# What if Alvin and the Chipmunks were *awesome* instead of shit?



## Lobar (May 12, 2010)

They'd be Pikku-Orava, fighting mighty pinecone golems through the brutal power of metal, that's what.

[yt]gbx6QUoGpdY[/yt]


----------



## <CaliforniaStripes> (May 15, 2010)

I liked the old cartoon when i was a kid, the movies just appeal to newer generations and they werent the real deal


----------



## Ames (May 15, 2010)

...the fuck?


----------



## Nanakisan (May 15, 2010)

Have to agree with <CaliforniaStripes>.

The old toon series of the munks was enjoyable as a kid and still is today mostly because it stayed focused to the whole story of the munks. then came the movies which i nthe beginning for the animated ones when they first began were ok in my opinion. not complaining to the alvin and the chipmunks version of the movie BIG hehehe nothing more fun then wishing on a broken busted fortune telling machine then winding up older and bigger.

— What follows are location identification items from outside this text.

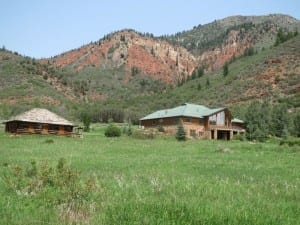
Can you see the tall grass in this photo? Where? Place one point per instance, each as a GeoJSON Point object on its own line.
{"type": "Point", "coordinates": [160, 180]}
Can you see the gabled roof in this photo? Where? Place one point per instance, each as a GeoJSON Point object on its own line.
{"type": "Point", "coordinates": [236, 120]}
{"type": "Point", "coordinates": [186, 109]}
{"type": "Point", "coordinates": [37, 115]}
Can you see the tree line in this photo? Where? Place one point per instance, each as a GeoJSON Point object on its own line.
{"type": "Point", "coordinates": [264, 120]}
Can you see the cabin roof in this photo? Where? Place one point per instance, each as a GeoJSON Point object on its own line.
{"type": "Point", "coordinates": [38, 115]}
{"type": "Point", "coordinates": [186, 109]}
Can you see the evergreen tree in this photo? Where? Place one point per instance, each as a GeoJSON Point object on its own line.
{"type": "Point", "coordinates": [180, 135]}
{"type": "Point", "coordinates": [265, 117]}
{"type": "Point", "coordinates": [86, 120]}
{"type": "Point", "coordinates": [199, 87]}
{"type": "Point", "coordinates": [280, 121]}
{"type": "Point", "coordinates": [207, 82]}
{"type": "Point", "coordinates": [297, 124]}
{"type": "Point", "coordinates": [200, 72]}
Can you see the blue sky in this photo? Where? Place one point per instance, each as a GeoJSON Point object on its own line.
{"type": "Point", "coordinates": [44, 28]}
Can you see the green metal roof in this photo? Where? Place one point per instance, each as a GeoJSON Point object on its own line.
{"type": "Point", "coordinates": [186, 109]}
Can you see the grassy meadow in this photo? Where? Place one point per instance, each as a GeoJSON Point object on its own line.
{"type": "Point", "coordinates": [159, 181]}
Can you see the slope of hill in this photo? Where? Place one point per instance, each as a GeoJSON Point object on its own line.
{"type": "Point", "coordinates": [220, 41]}
{"type": "Point", "coordinates": [24, 83]}
{"type": "Point", "coordinates": [272, 74]}
{"type": "Point", "coordinates": [140, 73]}
{"type": "Point", "coordinates": [133, 52]}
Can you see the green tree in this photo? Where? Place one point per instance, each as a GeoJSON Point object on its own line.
{"type": "Point", "coordinates": [180, 134]}
{"type": "Point", "coordinates": [265, 118]}
{"type": "Point", "coordinates": [86, 120]}
{"type": "Point", "coordinates": [207, 82]}
{"type": "Point", "coordinates": [280, 121]}
{"type": "Point", "coordinates": [200, 72]}
{"type": "Point", "coordinates": [225, 69]}
{"type": "Point", "coordinates": [199, 87]}
{"type": "Point", "coordinates": [253, 121]}
{"type": "Point", "coordinates": [297, 125]}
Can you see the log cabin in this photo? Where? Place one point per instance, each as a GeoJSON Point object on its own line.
{"type": "Point", "coordinates": [39, 121]}
{"type": "Point", "coordinates": [197, 120]}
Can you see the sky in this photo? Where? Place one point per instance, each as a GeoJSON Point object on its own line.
{"type": "Point", "coordinates": [45, 28]}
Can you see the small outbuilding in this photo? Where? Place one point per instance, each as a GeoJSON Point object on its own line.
{"type": "Point", "coordinates": [39, 121]}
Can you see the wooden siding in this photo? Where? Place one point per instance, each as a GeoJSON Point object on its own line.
{"type": "Point", "coordinates": [195, 127]}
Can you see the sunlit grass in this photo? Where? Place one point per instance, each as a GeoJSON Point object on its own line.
{"type": "Point", "coordinates": [162, 181]}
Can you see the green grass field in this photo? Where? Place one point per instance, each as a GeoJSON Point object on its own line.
{"type": "Point", "coordinates": [161, 181]}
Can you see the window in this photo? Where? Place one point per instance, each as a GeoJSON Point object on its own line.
{"type": "Point", "coordinates": [213, 120]}
{"type": "Point", "coordinates": [221, 118]}
{"type": "Point", "coordinates": [175, 121]}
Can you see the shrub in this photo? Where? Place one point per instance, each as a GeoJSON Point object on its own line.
{"type": "Point", "coordinates": [144, 134]}
{"type": "Point", "coordinates": [112, 131]}
{"type": "Point", "coordinates": [62, 186]}
{"type": "Point", "coordinates": [49, 141]}
{"type": "Point", "coordinates": [161, 129]}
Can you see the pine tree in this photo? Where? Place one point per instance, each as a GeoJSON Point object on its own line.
{"type": "Point", "coordinates": [280, 121]}
{"type": "Point", "coordinates": [297, 124]}
{"type": "Point", "coordinates": [180, 135]}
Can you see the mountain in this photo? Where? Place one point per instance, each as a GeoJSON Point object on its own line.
{"type": "Point", "coordinates": [134, 52]}
{"type": "Point", "coordinates": [139, 73]}
{"type": "Point", "coordinates": [220, 41]}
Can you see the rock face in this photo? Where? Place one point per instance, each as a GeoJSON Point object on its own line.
{"type": "Point", "coordinates": [173, 58]}
{"type": "Point", "coordinates": [153, 57]}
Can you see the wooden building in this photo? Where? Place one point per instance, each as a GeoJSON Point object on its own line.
{"type": "Point", "coordinates": [198, 121]}
{"type": "Point", "coordinates": [39, 121]}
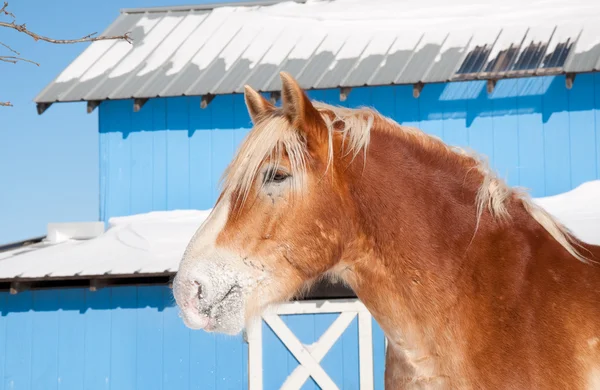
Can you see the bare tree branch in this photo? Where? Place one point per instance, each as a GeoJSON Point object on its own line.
{"type": "Point", "coordinates": [14, 60]}
{"type": "Point", "coordinates": [10, 48]}
{"type": "Point", "coordinates": [22, 28]}
{"type": "Point", "coordinates": [88, 38]}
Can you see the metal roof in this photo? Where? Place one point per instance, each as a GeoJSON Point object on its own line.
{"type": "Point", "coordinates": [144, 244]}
{"type": "Point", "coordinates": [199, 50]}
{"type": "Point", "coordinates": [153, 243]}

But in relation to this movie. hahahah seriously thats just fun in a box. I liked the creativity i nthe use of the character. What i really enjoyed was how they got hi mto really just rock out. this must have taken lots of time to get the voices and posing timed correctly. the mouth i should has guessed is possibly a 3DSMax render because the mouth seemed a little un-natural due to the way it widened from side to side. the up and down motion of the mouth would have been all but needed.


----------



## LizardKing (May 15, 2010)

xD


----------



## Aden (May 15, 2010)

He's so metal that his fingers don't even have to move about the fretboard.


----------